Barbara and I have had the privilege of traveling to more than 30 countries on six continents for business and humanitarian trips. Speaking for myself, I have made many mistakes attempting to build relationships in other places, ranging from the Rift Valley of Kenya to the Highlands in Papua New Guinea to the fast pace of Pudong, Shanghai. Hopefully I’ve learned from my faux pas, but they were usually painful experiences, nonetheless.
This past year, I had the pleasure of hearing Erin Meyer, professor at INSEAD, speak and then read from her book, The Culture Map — Breaking Through the Invisible Boundaries of Global Business. Erin could have saved me a lot of wasted time, energy, and blunders. She provides a field-tested model for decoding how cultural differences impact international business, and she combines a smart analytical framework with practical, actionable advice for succeeding in a global world.

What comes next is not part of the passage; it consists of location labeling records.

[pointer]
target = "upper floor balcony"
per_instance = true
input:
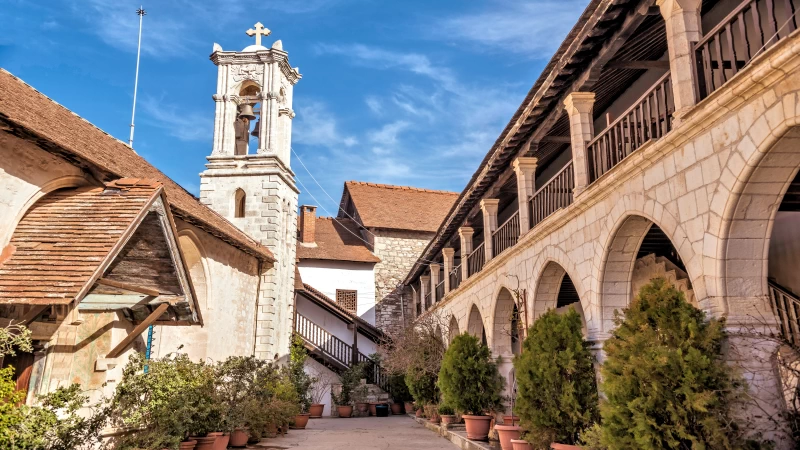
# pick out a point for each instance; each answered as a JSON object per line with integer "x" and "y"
{"x": 608, "y": 92}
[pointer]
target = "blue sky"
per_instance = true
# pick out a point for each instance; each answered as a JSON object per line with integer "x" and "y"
{"x": 405, "y": 92}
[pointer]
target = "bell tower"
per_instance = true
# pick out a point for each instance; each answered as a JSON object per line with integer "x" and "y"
{"x": 248, "y": 179}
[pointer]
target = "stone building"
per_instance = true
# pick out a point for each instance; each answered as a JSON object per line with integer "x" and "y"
{"x": 97, "y": 245}
{"x": 661, "y": 140}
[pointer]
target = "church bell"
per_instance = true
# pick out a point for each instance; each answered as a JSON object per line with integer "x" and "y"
{"x": 246, "y": 112}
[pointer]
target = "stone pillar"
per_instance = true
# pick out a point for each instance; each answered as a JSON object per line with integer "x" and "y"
{"x": 466, "y": 248}
{"x": 489, "y": 209}
{"x": 579, "y": 108}
{"x": 424, "y": 285}
{"x": 435, "y": 270}
{"x": 525, "y": 168}
{"x": 447, "y": 254}
{"x": 682, "y": 18}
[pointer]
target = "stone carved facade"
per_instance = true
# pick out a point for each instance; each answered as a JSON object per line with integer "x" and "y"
{"x": 263, "y": 177}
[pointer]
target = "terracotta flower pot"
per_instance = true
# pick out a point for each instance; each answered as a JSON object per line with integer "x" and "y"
{"x": 204, "y": 443}
{"x": 301, "y": 420}
{"x": 345, "y": 411}
{"x": 505, "y": 433}
{"x": 239, "y": 437}
{"x": 222, "y": 440}
{"x": 478, "y": 427}
{"x": 316, "y": 410}
{"x": 447, "y": 419}
{"x": 519, "y": 444}
{"x": 397, "y": 408}
{"x": 510, "y": 420}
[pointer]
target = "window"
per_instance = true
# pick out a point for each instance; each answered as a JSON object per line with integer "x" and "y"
{"x": 347, "y": 299}
{"x": 239, "y": 203}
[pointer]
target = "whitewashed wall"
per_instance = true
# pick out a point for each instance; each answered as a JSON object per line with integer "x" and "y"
{"x": 327, "y": 276}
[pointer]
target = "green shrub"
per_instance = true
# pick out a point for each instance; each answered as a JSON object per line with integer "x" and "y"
{"x": 469, "y": 379}
{"x": 556, "y": 388}
{"x": 666, "y": 383}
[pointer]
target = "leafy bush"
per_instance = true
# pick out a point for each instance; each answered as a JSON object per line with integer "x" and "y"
{"x": 666, "y": 383}
{"x": 469, "y": 379}
{"x": 556, "y": 388}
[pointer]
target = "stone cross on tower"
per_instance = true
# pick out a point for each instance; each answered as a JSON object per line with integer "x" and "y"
{"x": 258, "y": 30}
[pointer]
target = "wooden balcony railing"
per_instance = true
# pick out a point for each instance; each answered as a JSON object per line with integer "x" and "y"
{"x": 506, "y": 235}
{"x": 649, "y": 118}
{"x": 476, "y": 259}
{"x": 455, "y": 277}
{"x": 329, "y": 344}
{"x": 747, "y": 31}
{"x": 787, "y": 308}
{"x": 555, "y": 194}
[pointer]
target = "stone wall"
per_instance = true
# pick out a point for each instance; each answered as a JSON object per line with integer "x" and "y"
{"x": 398, "y": 251}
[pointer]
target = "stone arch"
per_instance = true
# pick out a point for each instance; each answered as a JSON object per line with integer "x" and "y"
{"x": 749, "y": 216}
{"x": 239, "y": 203}
{"x": 453, "y": 330}
{"x": 505, "y": 329}
{"x": 618, "y": 278}
{"x": 475, "y": 324}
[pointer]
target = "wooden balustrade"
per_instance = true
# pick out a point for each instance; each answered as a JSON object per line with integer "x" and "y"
{"x": 555, "y": 194}
{"x": 746, "y": 32}
{"x": 506, "y": 235}
{"x": 476, "y": 259}
{"x": 455, "y": 277}
{"x": 787, "y": 309}
{"x": 649, "y": 118}
{"x": 331, "y": 345}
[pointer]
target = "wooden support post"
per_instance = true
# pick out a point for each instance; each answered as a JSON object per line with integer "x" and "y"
{"x": 116, "y": 351}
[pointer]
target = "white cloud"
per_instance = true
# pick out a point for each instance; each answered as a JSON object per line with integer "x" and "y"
{"x": 532, "y": 28}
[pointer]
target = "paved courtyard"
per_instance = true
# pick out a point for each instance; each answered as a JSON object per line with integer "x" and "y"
{"x": 360, "y": 433}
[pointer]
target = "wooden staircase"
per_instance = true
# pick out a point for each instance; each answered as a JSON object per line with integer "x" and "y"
{"x": 651, "y": 266}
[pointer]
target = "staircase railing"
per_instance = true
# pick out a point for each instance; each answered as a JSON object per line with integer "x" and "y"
{"x": 787, "y": 308}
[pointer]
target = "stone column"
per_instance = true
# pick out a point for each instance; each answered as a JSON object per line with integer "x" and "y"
{"x": 466, "y": 248}
{"x": 579, "y": 108}
{"x": 447, "y": 254}
{"x": 424, "y": 285}
{"x": 489, "y": 209}
{"x": 525, "y": 168}
{"x": 682, "y": 18}
{"x": 435, "y": 270}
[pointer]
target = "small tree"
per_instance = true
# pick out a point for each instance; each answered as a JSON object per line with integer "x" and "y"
{"x": 666, "y": 383}
{"x": 556, "y": 388}
{"x": 469, "y": 379}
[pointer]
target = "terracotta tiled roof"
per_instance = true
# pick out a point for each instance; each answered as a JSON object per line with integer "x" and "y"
{"x": 323, "y": 300}
{"x": 31, "y": 115}
{"x": 66, "y": 237}
{"x": 336, "y": 240}
{"x": 399, "y": 207}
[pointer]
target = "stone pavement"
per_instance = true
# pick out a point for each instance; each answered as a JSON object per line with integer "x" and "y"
{"x": 360, "y": 433}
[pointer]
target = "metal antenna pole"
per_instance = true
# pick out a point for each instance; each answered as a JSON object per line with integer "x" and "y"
{"x": 141, "y": 13}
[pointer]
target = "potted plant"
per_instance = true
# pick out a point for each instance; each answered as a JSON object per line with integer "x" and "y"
{"x": 448, "y": 414}
{"x": 301, "y": 380}
{"x": 470, "y": 382}
{"x": 350, "y": 379}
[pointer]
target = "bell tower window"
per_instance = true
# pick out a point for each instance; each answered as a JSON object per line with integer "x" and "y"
{"x": 239, "y": 202}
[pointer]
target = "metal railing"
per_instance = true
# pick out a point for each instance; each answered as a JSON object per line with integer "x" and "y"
{"x": 476, "y": 259}
{"x": 649, "y": 118}
{"x": 747, "y": 31}
{"x": 329, "y": 344}
{"x": 455, "y": 277}
{"x": 439, "y": 291}
{"x": 506, "y": 235}
{"x": 555, "y": 194}
{"x": 787, "y": 308}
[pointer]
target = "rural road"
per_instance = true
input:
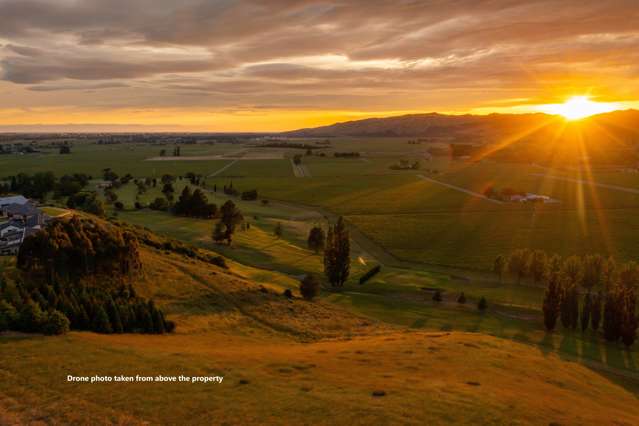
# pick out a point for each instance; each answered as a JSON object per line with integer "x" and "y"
{"x": 589, "y": 182}
{"x": 300, "y": 170}
{"x": 460, "y": 189}
{"x": 217, "y": 172}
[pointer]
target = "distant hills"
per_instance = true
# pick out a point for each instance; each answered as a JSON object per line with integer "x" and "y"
{"x": 468, "y": 127}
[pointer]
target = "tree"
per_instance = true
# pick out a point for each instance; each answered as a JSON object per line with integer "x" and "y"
{"x": 8, "y": 316}
{"x": 595, "y": 313}
{"x": 518, "y": 263}
{"x": 571, "y": 276}
{"x": 483, "y": 304}
{"x": 309, "y": 286}
{"x": 278, "y": 231}
{"x": 613, "y": 297}
{"x": 499, "y": 267}
{"x": 593, "y": 270}
{"x": 56, "y": 323}
{"x": 159, "y": 204}
{"x": 31, "y": 318}
{"x": 628, "y": 282}
{"x": 101, "y": 323}
{"x": 586, "y": 312}
{"x": 231, "y": 216}
{"x": 316, "y": 239}
{"x": 183, "y": 204}
{"x": 552, "y": 300}
{"x": 337, "y": 258}
{"x": 538, "y": 265}
{"x": 219, "y": 233}
{"x": 168, "y": 191}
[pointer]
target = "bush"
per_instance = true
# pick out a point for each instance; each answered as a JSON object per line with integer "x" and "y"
{"x": 169, "y": 326}
{"x": 56, "y": 323}
{"x": 8, "y": 316}
{"x": 159, "y": 204}
{"x": 249, "y": 195}
{"x": 370, "y": 274}
{"x": 31, "y": 318}
{"x": 482, "y": 305}
{"x": 309, "y": 286}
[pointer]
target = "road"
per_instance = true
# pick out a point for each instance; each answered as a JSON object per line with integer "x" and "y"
{"x": 460, "y": 189}
{"x": 300, "y": 170}
{"x": 589, "y": 182}
{"x": 217, "y": 172}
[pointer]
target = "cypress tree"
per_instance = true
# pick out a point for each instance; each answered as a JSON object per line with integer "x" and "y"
{"x": 595, "y": 314}
{"x": 337, "y": 258}
{"x": 612, "y": 317}
{"x": 101, "y": 323}
{"x": 552, "y": 301}
{"x": 586, "y": 312}
{"x": 31, "y": 318}
{"x": 114, "y": 316}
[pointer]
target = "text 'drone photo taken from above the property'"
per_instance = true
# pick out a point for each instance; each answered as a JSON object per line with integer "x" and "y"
{"x": 319, "y": 212}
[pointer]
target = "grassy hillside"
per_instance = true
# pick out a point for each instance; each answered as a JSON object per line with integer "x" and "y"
{"x": 292, "y": 362}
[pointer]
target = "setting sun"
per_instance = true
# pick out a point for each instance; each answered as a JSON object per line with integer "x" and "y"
{"x": 578, "y": 107}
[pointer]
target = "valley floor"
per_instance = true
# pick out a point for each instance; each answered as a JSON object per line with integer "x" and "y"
{"x": 293, "y": 362}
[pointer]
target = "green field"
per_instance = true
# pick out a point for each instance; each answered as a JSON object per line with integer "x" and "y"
{"x": 409, "y": 217}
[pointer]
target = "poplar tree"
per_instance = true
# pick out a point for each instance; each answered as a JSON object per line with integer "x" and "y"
{"x": 337, "y": 259}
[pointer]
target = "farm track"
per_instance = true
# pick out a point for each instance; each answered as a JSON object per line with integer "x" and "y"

If you have team members from different countries (Barbara and I worked with a team in Brazil that included people from more than 10 different countries including the Netherlands, Korea, Malaysia and, of course, Brazil), offices/plants located in other countries, or if you’re pursuing business cross-culturally for the first time, I would highly recommend Erin’s book. In addition, if you go to the Tools section of her website, erinmeyer.com, she provides a Self Assessment Cultural Profile and a tool you can use to compare how two (or more) cultures build trust, give negative feedback, and make decisions.

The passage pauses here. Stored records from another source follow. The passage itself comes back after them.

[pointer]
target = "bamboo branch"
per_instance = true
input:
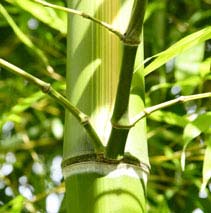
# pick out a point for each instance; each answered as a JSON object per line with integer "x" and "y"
{"x": 46, "y": 88}
{"x": 149, "y": 110}
{"x": 83, "y": 15}
{"x": 181, "y": 99}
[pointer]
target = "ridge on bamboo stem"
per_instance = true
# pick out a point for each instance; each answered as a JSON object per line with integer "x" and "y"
{"x": 115, "y": 149}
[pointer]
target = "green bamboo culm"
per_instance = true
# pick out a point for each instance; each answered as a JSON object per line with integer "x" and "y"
{"x": 93, "y": 182}
{"x": 120, "y": 117}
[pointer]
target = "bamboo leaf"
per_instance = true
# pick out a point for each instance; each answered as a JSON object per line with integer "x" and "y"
{"x": 206, "y": 172}
{"x": 179, "y": 47}
{"x": 169, "y": 118}
{"x": 55, "y": 20}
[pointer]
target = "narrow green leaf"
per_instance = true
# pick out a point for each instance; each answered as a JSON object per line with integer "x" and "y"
{"x": 179, "y": 47}
{"x": 206, "y": 172}
{"x": 169, "y": 118}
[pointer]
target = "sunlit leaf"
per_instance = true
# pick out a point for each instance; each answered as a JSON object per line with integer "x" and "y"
{"x": 169, "y": 118}
{"x": 206, "y": 173}
{"x": 179, "y": 47}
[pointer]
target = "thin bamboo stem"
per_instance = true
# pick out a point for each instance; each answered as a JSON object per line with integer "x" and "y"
{"x": 181, "y": 99}
{"x": 46, "y": 88}
{"x": 83, "y": 15}
{"x": 120, "y": 117}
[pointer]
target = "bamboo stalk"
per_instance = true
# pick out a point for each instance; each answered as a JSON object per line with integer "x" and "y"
{"x": 92, "y": 181}
{"x": 120, "y": 115}
{"x": 46, "y": 88}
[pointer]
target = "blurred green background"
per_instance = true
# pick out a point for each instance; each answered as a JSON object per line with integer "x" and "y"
{"x": 33, "y": 37}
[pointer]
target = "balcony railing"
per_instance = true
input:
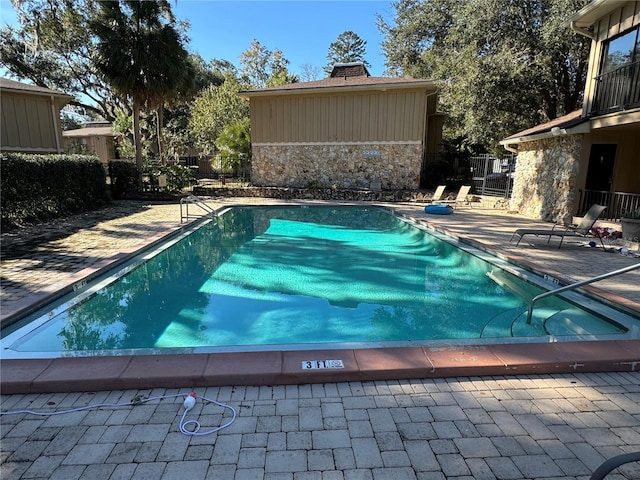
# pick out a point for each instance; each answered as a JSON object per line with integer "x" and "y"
{"x": 618, "y": 89}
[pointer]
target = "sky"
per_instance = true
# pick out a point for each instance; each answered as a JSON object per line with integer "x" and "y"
{"x": 301, "y": 29}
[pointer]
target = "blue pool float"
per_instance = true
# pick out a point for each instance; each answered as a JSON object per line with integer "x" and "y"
{"x": 439, "y": 209}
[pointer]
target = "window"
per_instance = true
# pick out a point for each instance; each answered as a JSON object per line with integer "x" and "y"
{"x": 622, "y": 51}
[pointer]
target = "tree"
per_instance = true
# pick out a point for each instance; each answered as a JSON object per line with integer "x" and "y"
{"x": 348, "y": 47}
{"x": 260, "y": 67}
{"x": 234, "y": 144}
{"x": 309, "y": 72}
{"x": 213, "y": 109}
{"x": 504, "y": 66}
{"x": 140, "y": 53}
{"x": 53, "y": 48}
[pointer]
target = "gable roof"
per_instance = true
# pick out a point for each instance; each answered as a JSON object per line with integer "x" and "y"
{"x": 332, "y": 84}
{"x": 352, "y": 69}
{"x": 566, "y": 121}
{"x": 12, "y": 85}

If your company has cross-cultural dealings, how are you doing with your associates, customers, and vendors from other cultures? My guess is Erin has a few practical tips that you’ll find valuable.

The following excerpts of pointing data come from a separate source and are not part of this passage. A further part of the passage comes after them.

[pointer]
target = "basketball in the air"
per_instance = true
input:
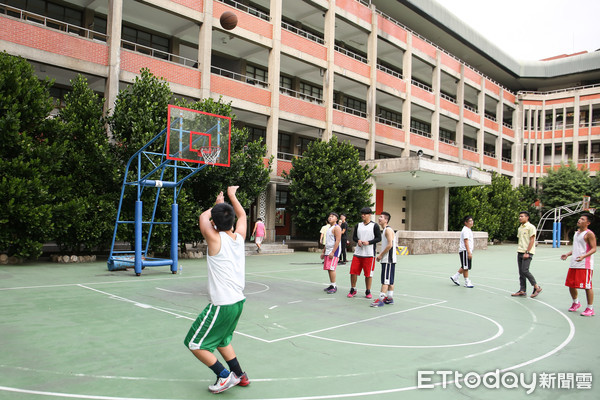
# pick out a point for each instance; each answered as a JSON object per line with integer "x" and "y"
{"x": 228, "y": 20}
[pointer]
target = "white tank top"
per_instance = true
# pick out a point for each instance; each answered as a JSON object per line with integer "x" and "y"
{"x": 390, "y": 256}
{"x": 330, "y": 242}
{"x": 580, "y": 247}
{"x": 227, "y": 271}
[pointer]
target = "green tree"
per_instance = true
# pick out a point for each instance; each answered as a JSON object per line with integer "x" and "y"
{"x": 87, "y": 189}
{"x": 494, "y": 208}
{"x": 565, "y": 185}
{"x": 26, "y": 158}
{"x": 328, "y": 177}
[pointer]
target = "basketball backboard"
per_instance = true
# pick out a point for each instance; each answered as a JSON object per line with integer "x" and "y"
{"x": 191, "y": 132}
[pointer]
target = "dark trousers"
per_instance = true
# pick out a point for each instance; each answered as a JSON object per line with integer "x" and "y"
{"x": 524, "y": 274}
{"x": 343, "y": 254}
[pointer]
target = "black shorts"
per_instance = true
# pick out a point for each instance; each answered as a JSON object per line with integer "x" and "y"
{"x": 465, "y": 261}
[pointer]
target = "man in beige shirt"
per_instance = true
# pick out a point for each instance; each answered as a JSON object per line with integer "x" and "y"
{"x": 525, "y": 252}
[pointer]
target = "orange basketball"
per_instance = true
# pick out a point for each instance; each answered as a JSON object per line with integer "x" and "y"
{"x": 228, "y": 20}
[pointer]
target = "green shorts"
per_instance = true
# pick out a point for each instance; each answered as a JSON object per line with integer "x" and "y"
{"x": 214, "y": 327}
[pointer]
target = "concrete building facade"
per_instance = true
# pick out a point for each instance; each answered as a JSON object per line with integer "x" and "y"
{"x": 300, "y": 71}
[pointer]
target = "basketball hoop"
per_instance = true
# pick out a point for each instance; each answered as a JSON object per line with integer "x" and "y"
{"x": 585, "y": 204}
{"x": 210, "y": 154}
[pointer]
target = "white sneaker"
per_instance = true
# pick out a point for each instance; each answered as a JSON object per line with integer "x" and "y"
{"x": 222, "y": 384}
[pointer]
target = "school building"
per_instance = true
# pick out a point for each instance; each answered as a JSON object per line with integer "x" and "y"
{"x": 423, "y": 97}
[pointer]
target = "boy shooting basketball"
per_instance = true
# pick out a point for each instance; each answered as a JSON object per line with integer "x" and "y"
{"x": 582, "y": 265}
{"x": 213, "y": 329}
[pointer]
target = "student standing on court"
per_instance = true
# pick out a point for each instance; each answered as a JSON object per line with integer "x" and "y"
{"x": 582, "y": 264}
{"x": 465, "y": 252}
{"x": 213, "y": 329}
{"x": 366, "y": 235}
{"x": 525, "y": 252}
{"x": 344, "y": 240}
{"x": 388, "y": 261}
{"x": 331, "y": 251}
{"x": 259, "y": 234}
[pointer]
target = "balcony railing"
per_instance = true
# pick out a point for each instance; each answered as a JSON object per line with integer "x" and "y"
{"x": 302, "y": 33}
{"x": 238, "y": 77}
{"x": 468, "y": 107}
{"x": 351, "y": 54}
{"x": 420, "y": 132}
{"x": 388, "y": 122}
{"x": 52, "y": 23}
{"x": 490, "y": 117}
{"x": 448, "y": 141}
{"x": 449, "y": 98}
{"x": 349, "y": 110}
{"x": 300, "y": 95}
{"x": 470, "y": 148}
{"x": 422, "y": 86}
{"x": 389, "y": 71}
{"x": 287, "y": 156}
{"x": 163, "y": 55}
{"x": 247, "y": 9}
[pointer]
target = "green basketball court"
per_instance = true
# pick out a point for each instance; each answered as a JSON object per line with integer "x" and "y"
{"x": 81, "y": 331}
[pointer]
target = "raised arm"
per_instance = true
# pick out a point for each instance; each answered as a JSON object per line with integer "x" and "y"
{"x": 240, "y": 226}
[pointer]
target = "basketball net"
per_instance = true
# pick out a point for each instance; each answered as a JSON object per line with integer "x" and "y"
{"x": 210, "y": 154}
{"x": 585, "y": 204}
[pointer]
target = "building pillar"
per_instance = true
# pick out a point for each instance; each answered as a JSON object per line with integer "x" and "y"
{"x": 460, "y": 99}
{"x": 443, "y": 208}
{"x": 267, "y": 210}
{"x": 115, "y": 21}
{"x": 435, "y": 118}
{"x": 274, "y": 72}
{"x": 328, "y": 75}
{"x": 372, "y": 90}
{"x": 406, "y": 105}
{"x": 204, "y": 49}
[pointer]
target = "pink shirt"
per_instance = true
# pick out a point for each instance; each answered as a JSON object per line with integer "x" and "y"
{"x": 260, "y": 229}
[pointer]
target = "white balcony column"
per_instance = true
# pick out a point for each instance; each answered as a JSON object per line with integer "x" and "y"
{"x": 114, "y": 20}
{"x": 204, "y": 49}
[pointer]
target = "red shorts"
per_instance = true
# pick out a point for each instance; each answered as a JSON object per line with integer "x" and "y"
{"x": 579, "y": 278}
{"x": 359, "y": 264}
{"x": 330, "y": 264}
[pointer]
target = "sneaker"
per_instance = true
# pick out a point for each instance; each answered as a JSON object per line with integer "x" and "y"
{"x": 589, "y": 312}
{"x": 377, "y": 303}
{"x": 244, "y": 381}
{"x": 222, "y": 384}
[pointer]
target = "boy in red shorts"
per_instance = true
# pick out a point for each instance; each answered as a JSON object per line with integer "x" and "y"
{"x": 366, "y": 235}
{"x": 582, "y": 264}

Footnote: I could share hundreds of stories, but this one comes to mind. One of my Japanese partners asked me to attend a seminar where he was the presenter. He wanted to introduce me to several Japanese business executives, and was excited that I would be sitting through his presentation (even though was all in Japanese). Although I knew no Japanese words, my partner had a clock built into his presentation and I could tell, as time went on, that he was significantly over the allotted time — probably by 25 percent. After the presentation, he asked for feedback, so I courageously offered my observation of his running over the scheduled time (a fatal mistake in U.S. business). He thanked me for my feedback and then went on to say, “In the Japanese culture, the participants’ reaction to the speaker who exceeds the allotted time is to be happy that they received more than they paid for.” All I could say was, “Really?”